Et nous avons à confesser la vérité de la Loi, c’est-à-dire la vérité de ce que Dieu nous ordonne de faire pour lui par amour, en retour et en reconnaissance de l’Evangile de son amour pour nous, vérité manifestée tout au long de l’histoire de la Révélation, déclarée en claires paroles humaines inspirées aux prophètes et aux apôtres, et pleinement vécue par Jésus-Christ, qui nous a donné son exemple afin qu’en sa communion, justifiés par lui, nous puissions commencer à obéir vraiment et soyons sanctifiés par grâce par le moyen de la foi.
Ainsi, notre confession dogmatique, selon la vérité de l’Evangile, est, et doit demeurer, accompagnée de notre confession éthique, selon la vérité de la Loi, Jésus seul ayant pleinement accompli la Loi et l’Evangile pour qu’en la communion de sa mort et de sa résurrection nous vivions, à notre tour, par la puissance de son Saint-Esprit.
Etre re-formés par la Parole et l’Esprit du Père, être ainsi des hommes re-formés, des chrétiens re-formés, et des hommes, des chrétiens, réformés confessants, tel est le projet de vie que Dieu assigne à tous les siens et que, dans sa grâce miséricordieuse et souveraine, il veut et il peut, seul, réaliser en nous, comme il veut et il peut que nous le voulions et pouvions, lui qui, seul, crée en nous le « vouloir » et le « faire ».
II. Les tâches auxquelles sont appelés les réformés confessants
Le Christ a aimé l’Eglise et s’est livré lui-même pour elle, afin de la sanctifier après l’avoir purifiée par le bain d’eau avec la Parole, pour faire paraître cette Eglise glorieuse, sans tache ni ride, ni rien de semblable, mais sainte et sans défaut.
(Ephésiens 5:25-27)
Allez, faites de toutes les nations des disciples… enseignez-leur à garder tout ce que je vous ai prescrit.
(Matthieu 28:19-20)
Selon ces deux paroles du Nouveau Testament, deux visées principales doivent dynamiser les réformés confessants: l’édification de la sainte Eglise et la proclamation de la Parole de Dieu, chacune en rapport avec l’autre.

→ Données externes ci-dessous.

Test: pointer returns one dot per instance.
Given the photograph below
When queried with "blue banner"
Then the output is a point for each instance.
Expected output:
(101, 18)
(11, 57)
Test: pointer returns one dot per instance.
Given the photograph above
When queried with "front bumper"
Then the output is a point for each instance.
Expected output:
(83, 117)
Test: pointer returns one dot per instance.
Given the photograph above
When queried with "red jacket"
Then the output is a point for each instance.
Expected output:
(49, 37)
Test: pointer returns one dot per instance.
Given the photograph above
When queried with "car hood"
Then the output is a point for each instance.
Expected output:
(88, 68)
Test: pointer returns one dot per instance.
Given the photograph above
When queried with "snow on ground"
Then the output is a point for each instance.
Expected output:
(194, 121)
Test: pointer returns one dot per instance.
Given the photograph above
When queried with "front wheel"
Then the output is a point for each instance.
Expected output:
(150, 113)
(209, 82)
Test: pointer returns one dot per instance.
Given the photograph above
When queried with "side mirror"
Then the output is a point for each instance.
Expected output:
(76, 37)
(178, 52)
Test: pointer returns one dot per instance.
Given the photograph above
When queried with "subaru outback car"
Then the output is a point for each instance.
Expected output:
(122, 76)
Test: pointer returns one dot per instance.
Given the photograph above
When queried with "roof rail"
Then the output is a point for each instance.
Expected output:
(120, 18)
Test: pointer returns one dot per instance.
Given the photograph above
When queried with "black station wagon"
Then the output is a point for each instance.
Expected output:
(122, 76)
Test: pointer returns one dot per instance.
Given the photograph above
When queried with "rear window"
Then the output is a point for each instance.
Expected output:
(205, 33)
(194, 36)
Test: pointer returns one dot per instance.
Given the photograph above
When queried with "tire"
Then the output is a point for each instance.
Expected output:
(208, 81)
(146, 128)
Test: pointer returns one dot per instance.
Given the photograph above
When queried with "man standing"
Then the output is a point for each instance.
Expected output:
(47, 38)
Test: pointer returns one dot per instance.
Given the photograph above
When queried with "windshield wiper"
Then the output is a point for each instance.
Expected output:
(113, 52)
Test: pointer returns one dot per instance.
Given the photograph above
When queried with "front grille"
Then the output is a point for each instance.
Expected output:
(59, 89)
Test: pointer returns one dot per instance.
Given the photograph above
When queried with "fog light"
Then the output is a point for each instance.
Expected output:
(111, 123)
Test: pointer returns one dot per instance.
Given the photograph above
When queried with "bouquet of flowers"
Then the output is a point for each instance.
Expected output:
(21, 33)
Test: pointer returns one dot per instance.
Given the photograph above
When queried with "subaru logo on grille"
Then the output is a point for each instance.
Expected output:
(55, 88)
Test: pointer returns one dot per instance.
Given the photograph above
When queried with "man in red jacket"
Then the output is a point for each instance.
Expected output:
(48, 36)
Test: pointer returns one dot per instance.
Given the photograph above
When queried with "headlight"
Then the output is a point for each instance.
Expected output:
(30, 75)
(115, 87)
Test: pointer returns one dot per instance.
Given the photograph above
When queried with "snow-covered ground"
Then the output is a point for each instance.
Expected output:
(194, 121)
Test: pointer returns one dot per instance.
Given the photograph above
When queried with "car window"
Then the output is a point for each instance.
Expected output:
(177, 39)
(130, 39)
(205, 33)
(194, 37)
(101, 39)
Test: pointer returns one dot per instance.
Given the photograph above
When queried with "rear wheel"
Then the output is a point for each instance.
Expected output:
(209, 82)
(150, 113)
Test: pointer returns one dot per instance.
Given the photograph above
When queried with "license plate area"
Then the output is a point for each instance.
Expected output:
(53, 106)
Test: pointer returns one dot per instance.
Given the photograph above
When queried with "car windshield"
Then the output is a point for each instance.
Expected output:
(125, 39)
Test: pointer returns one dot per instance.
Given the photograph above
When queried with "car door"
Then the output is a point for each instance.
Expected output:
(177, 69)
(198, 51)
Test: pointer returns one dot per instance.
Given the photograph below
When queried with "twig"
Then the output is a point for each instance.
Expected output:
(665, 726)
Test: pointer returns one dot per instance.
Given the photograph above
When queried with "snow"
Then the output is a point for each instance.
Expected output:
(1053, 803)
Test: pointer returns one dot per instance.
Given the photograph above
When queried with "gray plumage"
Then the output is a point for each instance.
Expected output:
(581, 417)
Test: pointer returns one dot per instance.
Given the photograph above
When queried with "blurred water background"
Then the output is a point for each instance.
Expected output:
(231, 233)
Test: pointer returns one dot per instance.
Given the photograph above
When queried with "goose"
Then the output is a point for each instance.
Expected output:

Sous le fallacieux prétexte que l’Eglise ne sera jamais vraiment et pleinement pure ici-bas et que la proclamation de la Parole de Dieu n’y sera jamais exhaustive et parfaite, d’aucuns nous invitent à ne tendre ni à la pureté de l’Eglise, ni à la perfection de la proclamation et de l’enseignement de la Parole de Dieu. C’est comme s’ils disaient que, puisqu’il y aura toujours en nous ici-bas, et dans les fidèles les plus saints, des restes de péché, nous n’avons pas à « tendre à la perfection » (2 Co 13:11). Au mépris de la parole de Jésus: « Soyez donc parfaits comme votre Père céleste est parfait. » (Mt 5:48)
Mais le Christ, lui, veut faire paraître son Eglise « sans tache, ni ride ni rien de semblable, mais sainte et sans défaut » et le Christ, lui, veut que sa Parole soit proclamée et enseignée à chaque nation selon « tout ce qu’il a prescrit ».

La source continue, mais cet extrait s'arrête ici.